Una candidatura empieza a construirse cuando no hay cámaras, cuando no hay caravanas, cuando no hay encuestas que mostrar y cuando nadie está contando votos. Se construye en la comunidad, en la forma de escuchar, en la manera de tratar al que piensa diferente, en la capacidad de cumplir una promesa y en la disposición de servir sin esperar una recompensa electoral. Porque cuando llega una elección, el ciudadano no solamente escucha propuestas: evalúa una trayectoria. Y ninguna campaña, por sofisticada que sea, puede borrar completamente la memoria de quien ha observado nuestras acciones durante años.
La nueva realidad política ha incorporado datos, territorio, comunicación digital, inteligencia artificial, narrativa y análisis de emociones. Todo ello puede mejorar una estrategia, pero existe un límite que ninguna tecnología puede superar: la distancia entre lo que se dice y lo que se hace. Se puede comprar visibilidad, pero no credibilidad. Se puede construir una imagen, pero no una reputación sostenible. Se puede llamar la atención, pero no obligar a alguien a confiar. La comunicación puede abrir una puerta; la coherencia es la que consigue que el ciudadano decida entrar.

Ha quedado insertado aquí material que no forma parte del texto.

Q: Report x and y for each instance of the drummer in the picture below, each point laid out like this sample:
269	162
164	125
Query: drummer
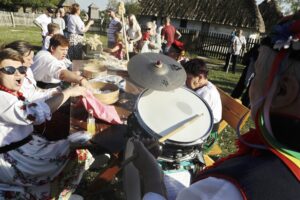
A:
197	80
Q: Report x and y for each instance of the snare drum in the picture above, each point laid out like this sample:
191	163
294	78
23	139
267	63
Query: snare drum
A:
159	112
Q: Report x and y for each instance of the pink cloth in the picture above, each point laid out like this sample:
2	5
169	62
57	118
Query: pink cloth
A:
101	111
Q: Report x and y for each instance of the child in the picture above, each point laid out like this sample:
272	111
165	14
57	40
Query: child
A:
59	20
117	50
197	81
31	166
53	29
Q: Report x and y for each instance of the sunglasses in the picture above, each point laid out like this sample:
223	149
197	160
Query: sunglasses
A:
12	70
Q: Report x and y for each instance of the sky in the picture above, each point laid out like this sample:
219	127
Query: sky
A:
85	3
102	3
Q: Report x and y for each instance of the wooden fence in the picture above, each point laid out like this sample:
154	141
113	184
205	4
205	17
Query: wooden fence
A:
17	19
211	44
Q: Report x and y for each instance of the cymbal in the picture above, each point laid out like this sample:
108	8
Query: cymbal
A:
156	71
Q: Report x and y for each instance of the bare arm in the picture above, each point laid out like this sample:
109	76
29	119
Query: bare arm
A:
113	50
87	27
37	24
178	34
139	37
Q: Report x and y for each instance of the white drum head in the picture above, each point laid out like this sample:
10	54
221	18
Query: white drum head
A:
162	112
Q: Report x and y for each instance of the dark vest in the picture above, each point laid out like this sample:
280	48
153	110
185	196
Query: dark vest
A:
263	177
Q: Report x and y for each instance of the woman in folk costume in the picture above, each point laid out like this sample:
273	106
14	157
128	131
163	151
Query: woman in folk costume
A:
267	164
29	87
30	166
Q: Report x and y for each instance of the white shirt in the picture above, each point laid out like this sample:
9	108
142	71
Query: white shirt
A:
31	92
112	29
47	68
75	24
207	189
46	43
14	125
61	22
238	42
211	95
44	20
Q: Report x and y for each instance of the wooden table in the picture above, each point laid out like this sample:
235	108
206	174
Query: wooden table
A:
110	138
105	131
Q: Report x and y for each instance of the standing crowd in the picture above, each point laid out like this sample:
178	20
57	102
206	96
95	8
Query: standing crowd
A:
32	89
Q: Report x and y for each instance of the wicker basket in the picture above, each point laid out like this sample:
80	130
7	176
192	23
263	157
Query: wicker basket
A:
92	70
109	97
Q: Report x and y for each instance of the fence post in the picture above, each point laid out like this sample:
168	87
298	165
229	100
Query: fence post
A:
12	19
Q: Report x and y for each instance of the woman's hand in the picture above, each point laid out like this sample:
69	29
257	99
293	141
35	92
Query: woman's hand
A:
91	22
76	91
85	83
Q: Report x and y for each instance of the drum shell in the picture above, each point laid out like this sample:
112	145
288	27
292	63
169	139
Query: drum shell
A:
173	107
170	150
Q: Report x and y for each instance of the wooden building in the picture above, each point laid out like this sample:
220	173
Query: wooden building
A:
216	16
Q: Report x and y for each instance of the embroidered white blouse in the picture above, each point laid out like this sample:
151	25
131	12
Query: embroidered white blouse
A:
31	92
17	117
47	68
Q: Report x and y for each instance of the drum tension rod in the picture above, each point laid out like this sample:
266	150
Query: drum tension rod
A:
163	139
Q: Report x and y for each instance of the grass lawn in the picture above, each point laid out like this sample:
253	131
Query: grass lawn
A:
30	34
225	81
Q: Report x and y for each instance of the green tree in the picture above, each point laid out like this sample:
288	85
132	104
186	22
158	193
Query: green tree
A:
13	4
113	4
289	6
133	7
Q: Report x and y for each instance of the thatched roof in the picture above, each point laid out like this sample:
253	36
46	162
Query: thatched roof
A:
66	3
270	12
238	13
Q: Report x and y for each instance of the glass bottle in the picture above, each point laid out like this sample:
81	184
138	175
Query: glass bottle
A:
91	125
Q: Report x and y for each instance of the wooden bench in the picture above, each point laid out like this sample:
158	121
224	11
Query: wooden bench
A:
232	111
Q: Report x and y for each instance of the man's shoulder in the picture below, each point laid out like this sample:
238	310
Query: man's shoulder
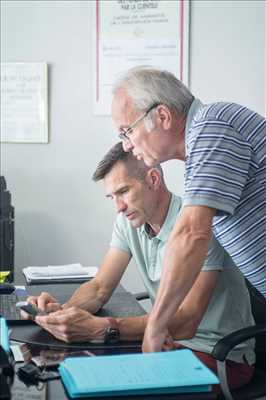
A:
218	111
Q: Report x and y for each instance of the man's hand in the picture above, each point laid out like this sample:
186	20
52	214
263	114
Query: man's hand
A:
45	302
155	340
74	325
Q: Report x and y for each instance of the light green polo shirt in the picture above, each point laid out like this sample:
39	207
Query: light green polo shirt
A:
229	308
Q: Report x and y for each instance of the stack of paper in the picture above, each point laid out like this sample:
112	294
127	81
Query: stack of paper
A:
177	371
67	273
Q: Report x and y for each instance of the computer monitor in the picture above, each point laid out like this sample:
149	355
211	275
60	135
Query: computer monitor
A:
7	237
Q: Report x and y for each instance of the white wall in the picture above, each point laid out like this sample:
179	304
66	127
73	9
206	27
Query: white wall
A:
61	215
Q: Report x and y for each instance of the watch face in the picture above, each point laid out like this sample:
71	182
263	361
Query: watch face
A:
111	335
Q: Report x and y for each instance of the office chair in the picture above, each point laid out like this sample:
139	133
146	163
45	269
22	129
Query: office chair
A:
256	388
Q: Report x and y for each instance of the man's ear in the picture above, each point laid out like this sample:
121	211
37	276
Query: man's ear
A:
163	116
153	178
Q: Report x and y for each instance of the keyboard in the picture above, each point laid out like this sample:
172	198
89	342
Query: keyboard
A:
8	309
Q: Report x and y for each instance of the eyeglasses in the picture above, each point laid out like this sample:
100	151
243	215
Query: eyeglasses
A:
125	134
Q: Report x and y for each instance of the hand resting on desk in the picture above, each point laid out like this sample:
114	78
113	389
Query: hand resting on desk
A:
74	325
45	302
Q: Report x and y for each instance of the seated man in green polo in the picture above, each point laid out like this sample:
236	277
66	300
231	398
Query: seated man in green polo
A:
217	304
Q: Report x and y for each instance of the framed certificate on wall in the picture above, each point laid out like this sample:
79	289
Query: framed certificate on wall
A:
129	33
24	102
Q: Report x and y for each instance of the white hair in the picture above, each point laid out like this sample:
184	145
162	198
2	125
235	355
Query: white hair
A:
147	85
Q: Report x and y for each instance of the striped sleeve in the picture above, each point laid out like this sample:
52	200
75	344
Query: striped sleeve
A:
217	166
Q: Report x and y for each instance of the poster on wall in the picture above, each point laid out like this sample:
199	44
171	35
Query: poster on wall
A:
127	33
24	114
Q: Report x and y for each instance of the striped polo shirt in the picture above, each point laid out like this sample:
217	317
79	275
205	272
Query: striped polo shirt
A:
226	170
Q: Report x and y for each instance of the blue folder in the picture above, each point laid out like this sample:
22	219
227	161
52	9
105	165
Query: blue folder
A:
178	371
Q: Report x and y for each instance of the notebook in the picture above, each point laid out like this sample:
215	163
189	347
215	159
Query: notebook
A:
59	273
178	371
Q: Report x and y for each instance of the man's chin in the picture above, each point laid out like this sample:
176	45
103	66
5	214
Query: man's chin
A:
136	223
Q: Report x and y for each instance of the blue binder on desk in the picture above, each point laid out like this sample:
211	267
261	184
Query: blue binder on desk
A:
178	371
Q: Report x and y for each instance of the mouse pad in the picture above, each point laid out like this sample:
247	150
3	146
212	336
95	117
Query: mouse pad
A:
35	335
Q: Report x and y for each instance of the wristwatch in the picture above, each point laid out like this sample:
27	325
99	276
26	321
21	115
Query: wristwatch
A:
112	333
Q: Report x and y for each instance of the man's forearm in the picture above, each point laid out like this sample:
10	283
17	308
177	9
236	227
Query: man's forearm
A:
89	297
132	328
184	257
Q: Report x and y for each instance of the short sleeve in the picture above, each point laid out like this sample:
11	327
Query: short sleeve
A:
217	166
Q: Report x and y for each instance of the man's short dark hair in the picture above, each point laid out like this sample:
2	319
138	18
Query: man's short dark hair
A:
135	167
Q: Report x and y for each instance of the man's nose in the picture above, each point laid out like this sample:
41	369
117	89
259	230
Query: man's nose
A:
127	145
120	205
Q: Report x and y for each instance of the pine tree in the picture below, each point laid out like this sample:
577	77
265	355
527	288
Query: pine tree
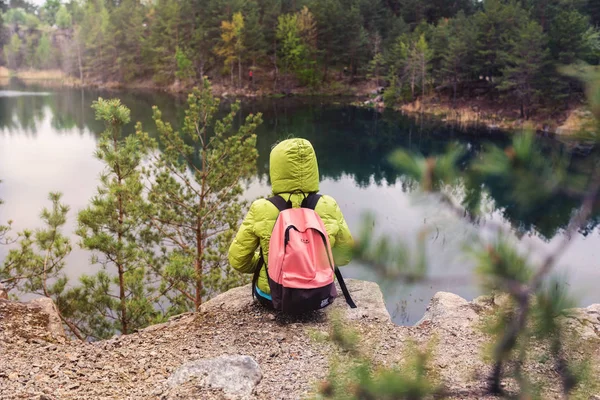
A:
196	184
291	48
232	48
94	31
159	49
43	53
111	228
127	30
253	35
36	264
63	18
525	62
12	52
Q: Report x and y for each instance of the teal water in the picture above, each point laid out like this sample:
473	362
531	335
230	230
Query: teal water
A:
47	141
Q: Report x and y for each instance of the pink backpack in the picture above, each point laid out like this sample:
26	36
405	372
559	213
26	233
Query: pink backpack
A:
301	268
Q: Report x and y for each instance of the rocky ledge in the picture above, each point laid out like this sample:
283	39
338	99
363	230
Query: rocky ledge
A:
234	349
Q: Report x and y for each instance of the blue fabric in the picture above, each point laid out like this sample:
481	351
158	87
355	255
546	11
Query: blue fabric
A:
263	294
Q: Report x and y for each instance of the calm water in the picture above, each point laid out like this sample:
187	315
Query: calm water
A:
47	140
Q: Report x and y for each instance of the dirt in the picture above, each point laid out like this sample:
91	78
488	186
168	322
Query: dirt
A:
294	354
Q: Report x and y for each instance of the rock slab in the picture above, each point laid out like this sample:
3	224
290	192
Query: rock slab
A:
236	375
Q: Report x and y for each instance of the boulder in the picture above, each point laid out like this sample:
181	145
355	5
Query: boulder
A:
236	376
366	295
450	309
37	319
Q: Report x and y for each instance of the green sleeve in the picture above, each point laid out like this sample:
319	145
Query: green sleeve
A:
242	252
344	243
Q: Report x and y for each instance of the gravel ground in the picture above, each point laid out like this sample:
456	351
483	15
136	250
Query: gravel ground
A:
37	365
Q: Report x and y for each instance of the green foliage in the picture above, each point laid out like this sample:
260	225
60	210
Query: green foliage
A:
495	48
185	69
4	229
195	197
354	377
16	16
12	51
48	12
63	18
35	265
232	45
43	53
111	228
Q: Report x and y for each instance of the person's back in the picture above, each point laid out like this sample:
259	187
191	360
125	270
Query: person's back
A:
294	174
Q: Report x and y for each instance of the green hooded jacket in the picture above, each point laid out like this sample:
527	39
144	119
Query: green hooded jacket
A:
293	169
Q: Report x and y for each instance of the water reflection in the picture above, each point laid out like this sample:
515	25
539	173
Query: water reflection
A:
47	143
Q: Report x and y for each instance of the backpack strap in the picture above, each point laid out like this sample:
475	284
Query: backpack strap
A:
342	283
311	202
261	262
281	205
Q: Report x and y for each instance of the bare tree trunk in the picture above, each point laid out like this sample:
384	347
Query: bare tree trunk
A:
275	70
119	262
79	61
423	75
240	71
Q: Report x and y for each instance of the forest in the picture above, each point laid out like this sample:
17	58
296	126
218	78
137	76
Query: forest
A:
501	51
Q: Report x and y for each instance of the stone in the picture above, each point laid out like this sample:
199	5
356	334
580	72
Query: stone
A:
236	375
449	307
366	295
37	319
368	299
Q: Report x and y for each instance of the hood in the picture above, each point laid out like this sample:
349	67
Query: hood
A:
293	166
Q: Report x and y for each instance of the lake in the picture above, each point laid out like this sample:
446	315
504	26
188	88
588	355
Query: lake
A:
48	137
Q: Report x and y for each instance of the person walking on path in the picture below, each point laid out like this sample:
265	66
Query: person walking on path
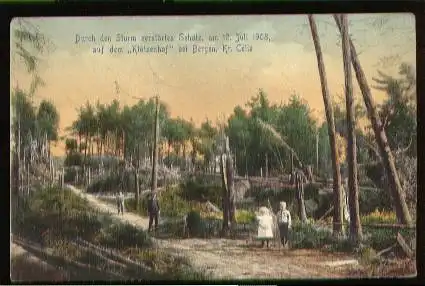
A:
153	210
265	226
284	221
120	203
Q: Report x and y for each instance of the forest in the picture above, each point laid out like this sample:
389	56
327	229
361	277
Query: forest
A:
359	163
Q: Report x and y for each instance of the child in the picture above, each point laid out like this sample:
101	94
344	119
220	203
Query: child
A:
120	203
265	226
284	221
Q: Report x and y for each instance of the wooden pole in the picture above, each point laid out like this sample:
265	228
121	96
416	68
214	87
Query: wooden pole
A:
63	178
28	179
88	176
353	188
155	147
317	153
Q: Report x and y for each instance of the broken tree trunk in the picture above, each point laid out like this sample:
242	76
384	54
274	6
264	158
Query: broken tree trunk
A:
225	225
338	211
155	148
397	193
299	183
353	188
404	246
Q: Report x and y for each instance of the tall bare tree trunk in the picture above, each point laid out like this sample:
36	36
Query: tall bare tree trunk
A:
338	203
353	188
225	225
155	147
229	208
267	165
136	176
397	193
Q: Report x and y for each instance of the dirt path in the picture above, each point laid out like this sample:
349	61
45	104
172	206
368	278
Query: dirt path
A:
225	258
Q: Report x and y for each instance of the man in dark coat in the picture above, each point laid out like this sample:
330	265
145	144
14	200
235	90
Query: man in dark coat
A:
153	210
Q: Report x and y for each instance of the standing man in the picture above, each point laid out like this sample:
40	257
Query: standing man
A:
153	210
120	203
284	221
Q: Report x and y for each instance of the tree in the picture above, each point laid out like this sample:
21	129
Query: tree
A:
338	202
397	193
398	111
48	121
353	189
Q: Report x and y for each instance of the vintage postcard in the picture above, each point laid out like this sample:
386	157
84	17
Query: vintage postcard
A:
213	147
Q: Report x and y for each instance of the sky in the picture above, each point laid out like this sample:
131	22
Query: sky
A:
210	85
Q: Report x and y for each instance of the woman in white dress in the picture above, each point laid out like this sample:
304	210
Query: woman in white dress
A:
265	226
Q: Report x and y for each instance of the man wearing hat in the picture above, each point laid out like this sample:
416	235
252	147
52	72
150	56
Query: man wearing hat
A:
153	210
284	221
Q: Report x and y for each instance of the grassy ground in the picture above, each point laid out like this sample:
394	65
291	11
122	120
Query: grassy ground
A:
51	221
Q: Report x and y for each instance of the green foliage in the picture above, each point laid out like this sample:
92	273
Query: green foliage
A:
170	202
292	121
195	189
55	213
195	224
311	192
381	238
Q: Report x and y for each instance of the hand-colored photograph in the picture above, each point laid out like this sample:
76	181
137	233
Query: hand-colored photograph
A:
204	148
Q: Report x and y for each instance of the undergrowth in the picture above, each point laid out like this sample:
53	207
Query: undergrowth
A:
54	219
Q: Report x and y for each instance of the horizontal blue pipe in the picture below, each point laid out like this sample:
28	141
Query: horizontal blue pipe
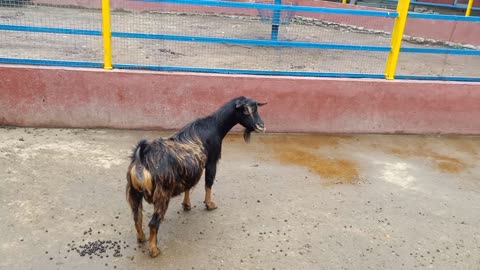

Por ello, quienes aspiran a liderar deberían cambiar la pregunta. No basta con preguntarse: “¿Cómo conseguimos más votos?” La verdadera pregunta estratégica es: “¿Qué estamos haciendo hoy para merecerlos mañana?” Porque el ciudadano no es solamente un número en una encuesta ni una persona que aparece en un padrón electoral. Es alguien que tiene memoria, expectativas, frustraciones, aspiraciones y capacidad de decidir. Y cuando un liderazgo solamente se acerca para pedir, pero desaparece cuando ya obtuvo lo que necesitaba, la relación deja de ser política y se convierte en transacción. La confianza, en cambio, se construye desde la reciprocidad.
Aquí es donde cobra sentido una frase que siempre he sostenido: no le pida peras al olmo. No se puede esperar confianza donde nunca se sembró coherencia. No se puede reclamar lealtad donde faltó presencia. No se puede pedir conexión donde nunca hubo escucha. Y tampoco se puede pretender que el ciudadano indeciso se acerque a una propuesta si quienes ya confiaron no encuentran razones para seguir haciéndolo. Primero hay que cuidar el árbol. Honrar a quienes están, cumplir, corregir cuando sea necesario y demostrar con hechos que la confianza depositada tuvo sentido. Porque una base satisfecha no solamente permanece: también puede convertirse en el puente hacia quienes todavía están observando.
En última instancia, la política también tiene sus tiempos de siembra y de cosecha. El voto no se hereda, no se exige y no se improvisa: se conquista. Se conquista con presencia cuando nadie está mirando, con servicio cuando nadie lo está contabilizando y con coherencia cuando nadie está obligado a reconocerla. Por eso, antes de pensar en cómo pedir el voto, habría que preguntarse qué historia estamos escribiendo frente a la ciudadanía. Porque cuando llegue el momento de decidir, las palabras competirán con la memoria. Y la memoria ciudadana suele hacer una pregunta muy sencilla: “¿Dónde estuvo cuando yo no era un voto?”
No le pida peras al olmo.
Si quiere cosechar confianza, empiece por sembrarla.